Vitória, 26 [de] dezembro [de] 1972

Otto,

Procurei durante cinco dias falar com você no Rio, sem conseguir. É que eu soubera, pela Maria Lúcia Rangel, que o Jornal do Brasil pretendia fazer uma página pelos meus sessenta anos, inclusive encomendando artigos a Joel [Silveira], Fernando [Sabino], Carlos [Drummond de Andrade] etc. Em Cachoeiro, eu soube que estavam lá no momento dois repórteres trabalhando no assunto.

Devo dizer a você que acho sumamente desagradável isso. A primeira razão, muito frívola (mas, afinal, gravíssima) é que o alarde em torno da idade só causa danos e prejuízos.
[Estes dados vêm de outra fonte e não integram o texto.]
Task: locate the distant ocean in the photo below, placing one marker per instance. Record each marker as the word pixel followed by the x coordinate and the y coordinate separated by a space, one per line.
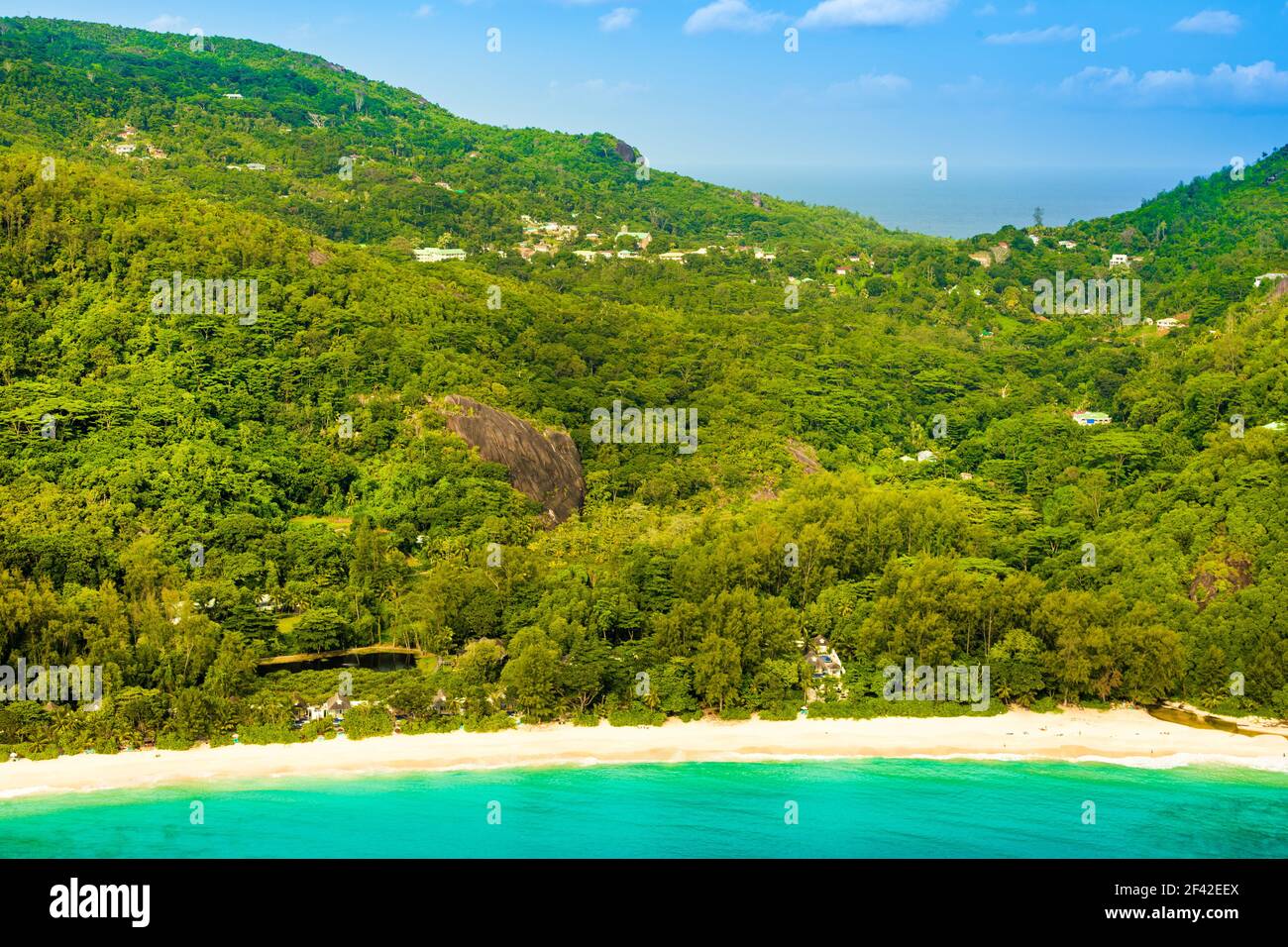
pixel 853 808
pixel 971 200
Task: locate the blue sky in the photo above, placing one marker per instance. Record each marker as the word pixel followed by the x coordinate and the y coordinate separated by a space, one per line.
pixel 875 82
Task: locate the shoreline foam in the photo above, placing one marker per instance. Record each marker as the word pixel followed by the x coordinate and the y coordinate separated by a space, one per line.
pixel 1122 737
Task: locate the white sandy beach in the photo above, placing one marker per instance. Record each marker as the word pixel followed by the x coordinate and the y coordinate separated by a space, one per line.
pixel 1124 736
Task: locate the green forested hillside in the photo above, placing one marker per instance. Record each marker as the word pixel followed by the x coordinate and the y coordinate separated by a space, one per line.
pixel 171 428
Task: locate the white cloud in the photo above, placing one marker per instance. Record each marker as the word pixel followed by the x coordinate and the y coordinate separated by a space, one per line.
pixel 729 14
pixel 599 88
pixel 1052 34
pixel 971 88
pixel 618 18
pixel 1216 22
pixel 1258 84
pixel 167 24
pixel 876 12
pixel 1098 78
pixel 874 85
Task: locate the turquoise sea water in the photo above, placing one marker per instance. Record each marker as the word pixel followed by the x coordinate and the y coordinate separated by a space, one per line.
pixel 973 200
pixel 853 808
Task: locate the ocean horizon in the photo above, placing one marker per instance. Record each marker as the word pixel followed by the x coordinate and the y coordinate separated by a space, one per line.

Dispenso-me de explicar melhor isto.

Mas o principal é que me chateia especialmente partir essa homenagem, parcialmente fúnebre, do JB. O JB, como todo jornal, é uma instituição públi­ca, impossível de ignorar. Você pode fazer as maiores restrições à polícia civil, nem por isso poderá ignorar os bons serviços do tira que prende um assassino. Não pretendo ser contra o JB e, como todo mundo, tenho coexistido com ele e inclusive aproveitado a boa vontade dos amigos para notas de livros etc. Não sou radical nem apaixonado. As condições, porém, em que fui expelido do JB, são inesquecíveis. Uma crônica, feita a pedido do Rodrigo Melo Franco, foi cortada pelo Bernard [Campos]. Quis saber por quê, era porque ele não podia admitir ataque à Hanna[1] no jornal. Atenuei a crônica, retirando, inclusive, o nome da Hanna, mas fui avisado que nem assim. Note-se que ninguém me telefonou para explicar isso ou aquilo – eu é que telefonei duas vezes para saber por que não saíra a crônica. O Bernard proibiu porque ele é relações públicas do [Azevedo] Antunes, que está ligado à Hanna. Mandei uma carta ao jornal lamentando essa proibição de discutir sequer um assunto em que havia opiniões de Rodrigo, Milton Campos, Afonso Arinos, Miran Latif etc., só porque isso poderia aborrecer uma empresa estrangeira. Houve uma reunião lá, e não me esquecerei jamais a cara do Bernard e do [Nascimento] Brito, secos para [que] eu saísse do jornal, e a esquivança natural, mas em todo caso melancólica do […].[2]

Saí humilhado, menos como pessoa que como jornalista. Nem sequer briguei. Isso não quer dizer que eu me proíba de amanhã tocar no assunto, publicando a crônica cortada (guardei as provas) e a minha carta de demissão. Sei que, menos que motivo, o caso foi pretexto para minha demissão; o Brito enjoara de dizer que eu devia fazer só crônicas líricas, sem palpites políticos nem econômicos. Tenho pensado sinceramente em fazer um livrinho mais ou menos assim – Carta aos estudantes de jornalismo – contando sem exageros, mas sem pena, algumas coisas que os rapazes e as moças estudantes de comunicação não costumam aprender na escola, e referidos casos meus e dos outros.

Vou recomeçar a trabalhar em O Globo, jornal cuja filosofia política não discuto, mas que sempre me tratou com lealdade. Eis um argumento a mais: para que o JB vai fazer propaganda de um cara que vai escrever no Globo? (Por ocasião de meu aniversário, minhas correspondências já terão começado a aparecer.)

É tempo de suspender a coisa, e apelo para sua amizade e para o seu bom-senso. Não quero que você se sinta responsável depois por qualquer coisa que eu vier a fazer em represália.

Um abraço do

Rubem Braga

P.S.: Acho escrotíssima a escolha do pretexto, revelando a mais sintomática insensibilidade.

Arquivo Otto Lara Resende / Acervo IMS.

[1] N.S.: Hanna Mining Co., empresa norte-americana de exportação de minério de ferro que se instalou no Brasil em 1957, quando comprou a maioria das ações da Saint Mining Co., empresa britânica que se dedicava à extração de ouro em Minas Gerais.
[2] N.S.: Frase inacabada no original.